Cornucopia_2017_Climbing holds, plastic drainage tiling_Ghiglio produce garden, Parco delle Cave, Milan
Photo Delfino Sisto Legnani and Marco Cappelletti
Pls… @Cornucopia_2017_plasticine, apartment plant_Ghiglio produce garden, Parco delle Cave, Milan
Photo Delfino Sisto Legnani and Marco Cappelletti
(Art) Work-in-Progress; the garden as exhibition space
Museums and others cultural agents are key interfaces between the government and the public. As a centrepiece of the Age of Enlightenment, public institutions were founded to advance ideas, knowledge exchange and to offer new perspectives on all forms of scientific research and humanistic endeavours. However, by the 19th century many art museums in Europe had become instruments of power for colonial regimes, classifying and ‘exoticising’ nature and its species. Many of today’s art institutions and artists are expressing awareness and concern for prevailing power structures and critiquing their inherent impact on our cultural discussions and commercial interests. A genuine quest for new forms of art production, interpretation and dissemination is spreading across the globe. Central to this attitude is a new consciousness based on an awareness of one’s own contributions, resources and relation to audience as well as nature.
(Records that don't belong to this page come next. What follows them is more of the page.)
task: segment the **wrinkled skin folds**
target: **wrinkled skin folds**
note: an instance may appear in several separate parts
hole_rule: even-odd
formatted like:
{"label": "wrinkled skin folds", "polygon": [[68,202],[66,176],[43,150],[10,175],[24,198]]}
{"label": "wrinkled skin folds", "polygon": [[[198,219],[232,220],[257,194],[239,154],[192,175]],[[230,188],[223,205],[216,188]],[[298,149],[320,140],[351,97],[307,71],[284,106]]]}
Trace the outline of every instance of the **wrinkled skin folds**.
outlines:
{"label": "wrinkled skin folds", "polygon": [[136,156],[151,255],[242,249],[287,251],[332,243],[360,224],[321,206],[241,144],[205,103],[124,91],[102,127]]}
The work of Italian artist Mirko Canesi fits right in with this movement; his work overpasses the traditional art spaces and power structures and is activated directly by its audiences. Canesi work ‘Cornucopia‘ proposes a community garden as an exhibition space. The selected cultivated vegetable garden is located in Milan’s Parco delle Cave, a park that used to be home grounds to the mafia. In recent years this previously rather dodgy place has been through a process of regeneration and is being revamped as an ecological area where people can recreate and fish. The Municipality of Milan is leading on the project has given the park back to the people through a ‘bando pubblico’ (an open call). It triggered Canesi’s interest as he has been working on the idea of the garden as exhibition space in Milan for a few years.
Though Canesi is an artist working on the vegetable plots, he is not focusing on production of art nor production of vegetables. Rather his work is about process and observing use of space. Canesi explains his fascination: ‘I like it how people use the land as an expression of the self; some plots are very wild, some very orderly, some build with wood and some use cables, the latter one actually being cultivated by an electrician.’
Canesi’s subtle art interventions are like treasures amidst the veggies, in some cases only spotted by the diligent observer. For instance; some leaves might be carved using artisan skills, have plasticine coatings or are carefully laser-cut. His key intervention however, is not to-be-missed and located between the zucchini, spinach and tomatoes in the middle of the garden and between the pepperoni, zucchini and salads on the left of the garden. This work is as philosophical as it is practical. He changed the existing paths in the garden with alternative ones made out of stones that only loosely remind us what nature looks like: the paths are made out of rockclimbing handles. The condition of the material doesn’t fit in the natural context and they are only vaguely referencing to that what once was natural. These simulated stones, shaped to pleasantly fit around the human hand, are nature in its most extreme artificial version: these rocks are produced by humans and for pleasant and safe use for humans. Canesi however proposes a reversed use for them, instead of them helping you climb your wall, this climbing path is on the ground, horizontal. Canesi in interested in questions such as ‘What if the gardens were an exhibition space?’,’Can artworks exist like an agricultural cycle that never stops? Can artmaking be a seasonal process? Though I’m not sure whether pumpkin sculptures or ice-art are particularly good ideas, the thought of an artistic practice being in line with natural cycles I find interesting. I agree that the garden as exhibition space can be much more than land-art or sculpture parks, it can be an alternative to the system, a place fur un-planning and process, for unexpected and non-art related encounters and conversations, a place to Touch instead of Not-Touch and a place with inhabitants, rather than viewers.
Vito Acconci knew it all along: ‘What I never wanted in art, is that I never wanted viewers. I think the basic condition of art is the viewer: The viewer is here, the art is there. So the viewer is in a position of desire and frustration. There were those Do Not Touch signs in a museum that are saying that the art is more expensive than the people. But I wanted users and a habitat. I don’t know if I would have used those words then, but I wanted inhabitants, participants. I wanted an interaction.’